Enseñamos a los niños conservación en la física —que cada acción produce una reacción igual y opuesta— como si se tratase de una ley que sólo fuese aplicable a las bolas de billar o a los pistones de un motor, sin hacerles conscientes de que el mismo principio es aplicable a la psicología humana, a las acciones sociales, a la economía y a todo el sistema planetario. Educamos a los niños para que ocupen su lugar en una cultura que, en realidad, ya no existe. Las habilidades básicas que aprenden poco tienen que ver con sobrevivir en el futuro. Todas las materias académicas se presentan como si gozasen de una existencia independiente de todo lo demás. Se enseña historia con escasa consideración por la ecología, la economía, la sociología o la psicología —por no hablar de la biología— que son necesarias para comprender la acción humana. Lo mismo vale para el resto de temas académicos. No obstante, si continuamos enseñando física como si no tuviera nada que ver con la ética, o biología molecular sin ocuparnos de la empatia, es muy probable que aumenten las posibilidades de crear un monstruoso aborto evolutivo. A fin de evitar esas posibilidades, es imperativo empezar a pensar en una educación que sea verdaderamente integrada y global, que se tome en serio la interconexión existente entre causas y efectos.

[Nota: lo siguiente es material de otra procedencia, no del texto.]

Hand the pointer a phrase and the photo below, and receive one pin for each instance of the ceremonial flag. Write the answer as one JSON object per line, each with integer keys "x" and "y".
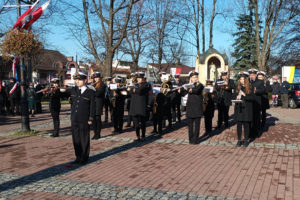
{"x": 22, "y": 20}
{"x": 36, "y": 14}
{"x": 14, "y": 66}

Una buena sociedad, una sociedad que anime a los individuos a realizar su potencial y que permita que la complejidad evolucione, es una sociedad que ofrece espacio para el crecimiento. Su tarea no es crear las mejores instituciones, crear las creencias más creíbles, pues para hacerlo debería sucumbir a una ilusión. Instituciones y creencias envejecen rápidamente; sirven a nuestras necesidades durante un tiempo, pero no tardan en convertirse en frenos del progreso. Incluso la Biblia y la Constitución no son más que pasos en el proceso de ilustración continuada. Son logros gloriosos que merecen ser admirados y venerados con el mismo respeto y sobrecogimiento con los que nos acercamos al Partenón, la Capilla Sixtina o el Concierto de Brandenburgo de Bach. Y no debemos abandonar su sabiduría hasta que descubramos formulaciones más convincentes. Pero la tarca de una buena sociedad no es consagrar las soluciones creativas del pasado convirtiéndolas en instituciones permanentes. Más bien es posibilitar que la creatividad pueda manifestarse. Su tarea es proporcionar a las personas la oportunidad de sacar a la luz nuevos memes para ser evaluados, seleccionados y gozosamente puestos en práctica por personas informadas, libres y responsables.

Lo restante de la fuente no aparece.